On 2 October, after long months of meetings, planning and cancellations, the community opera project was finally able to move into a new phase. The composer, Arnau Tordera, presented the score to people from 12 community choirs at the theatre: rehearsals could begin. And on 6 November, barely a month later, those choirs sang a chorus from the opera in public for the first time at the Raval Festival, in the Plaça dels Àngels. The performance was the culmination of a concert in which the choirs had sung their existing repertoire, a diverse mix of pop, gospel and traditional songs.

It was a joyous morning. The Raval Cultural Festival describes itself as Fet per la gent del barri! (Made by the people of the neighbourhood!) and that was just what I saw—a coming together that both constitutes and strengthens community, as culture has always done, the ritual of performance creating a great circle in which everyone can see and is seen, audience and artists taking different roles but, as I have seen in a Hebridean ceilidh, all coming from and returning to a single body. I saw parents and grandparents watch their children, and kids watch their parents and grandparents: whoever wants to sing sings, and everyone cheers. The words ‘Som del Raval’ (We are from the Raval) are Victoria Szpunberg’s, but the librettist drew on conversations with local people in creating her story, and if this first performance is anything to go by, Raval recognises itself in what she has written.

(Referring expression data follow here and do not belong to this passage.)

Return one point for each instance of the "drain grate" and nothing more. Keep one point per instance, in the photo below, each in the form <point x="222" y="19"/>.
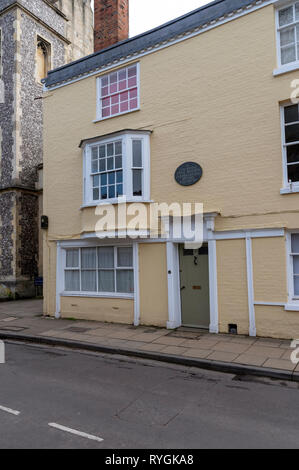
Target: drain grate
<point x="77" y="329"/>
<point x="13" y="328"/>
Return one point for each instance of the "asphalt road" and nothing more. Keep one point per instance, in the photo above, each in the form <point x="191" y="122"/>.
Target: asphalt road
<point x="136" y="404"/>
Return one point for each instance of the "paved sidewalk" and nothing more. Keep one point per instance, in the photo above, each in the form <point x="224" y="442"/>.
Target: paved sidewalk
<point x="24" y="319"/>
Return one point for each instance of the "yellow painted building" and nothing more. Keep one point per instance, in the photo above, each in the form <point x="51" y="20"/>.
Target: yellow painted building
<point x="217" y="88"/>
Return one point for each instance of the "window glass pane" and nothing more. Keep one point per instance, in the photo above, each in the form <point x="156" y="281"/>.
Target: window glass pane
<point x="296" y="264"/>
<point x="94" y="153"/>
<point x="94" y="166"/>
<point x="111" y="178"/>
<point x="72" y="281"/>
<point x="125" y="281"/>
<point x="125" y="257"/>
<point x="286" y="16"/>
<point x="293" y="172"/>
<point x="104" y="193"/>
<point x="96" y="194"/>
<point x="293" y="153"/>
<point x="111" y="193"/>
<point x="119" y="190"/>
<point x="287" y="36"/>
<point x="110" y="163"/>
<point x="102" y="166"/>
<point x="72" y="258"/>
<point x="288" y="54"/>
<point x="106" y="281"/>
<point x="88" y="258"/>
<point x="118" y="148"/>
<point x="106" y="257"/>
<point x="119" y="176"/>
<point x="118" y="162"/>
<point x="89" y="281"/>
<point x="137" y="156"/>
<point x="137" y="182"/>
<point x="102" y="151"/>
<point x="295" y="243"/>
<point x="96" y="181"/>
<point x="296" y="285"/>
<point x="292" y="133"/>
<point x="291" y="113"/>
<point x="117" y="86"/>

But it was the music that surprised me. It was a long way from the melodies that had filled the square that morning. I’ve never felt much at home in opera (like many of the choir members, I think) but on this sunny Saturday, with several hundred people in and from Raval, I was swept up by the sound of people singing their hearts out, beautifully, and I cheered and clapped along with everyone. I had witnessed something special and yet everyday—a regular marvel—a communion of people from different cultures and places, celebrating their home and shared lives in music. It is the very definition of a choir, and over the next 10 months, hundreds of people in Raval will be enacting that process as they explore and learn the riches of Arnau Tordera’s score. This is quite an adventure.

Response

  1. anexperienceofpublicness Avatar

    Thank you for this hot off the press witness account. It sounds like it was magic.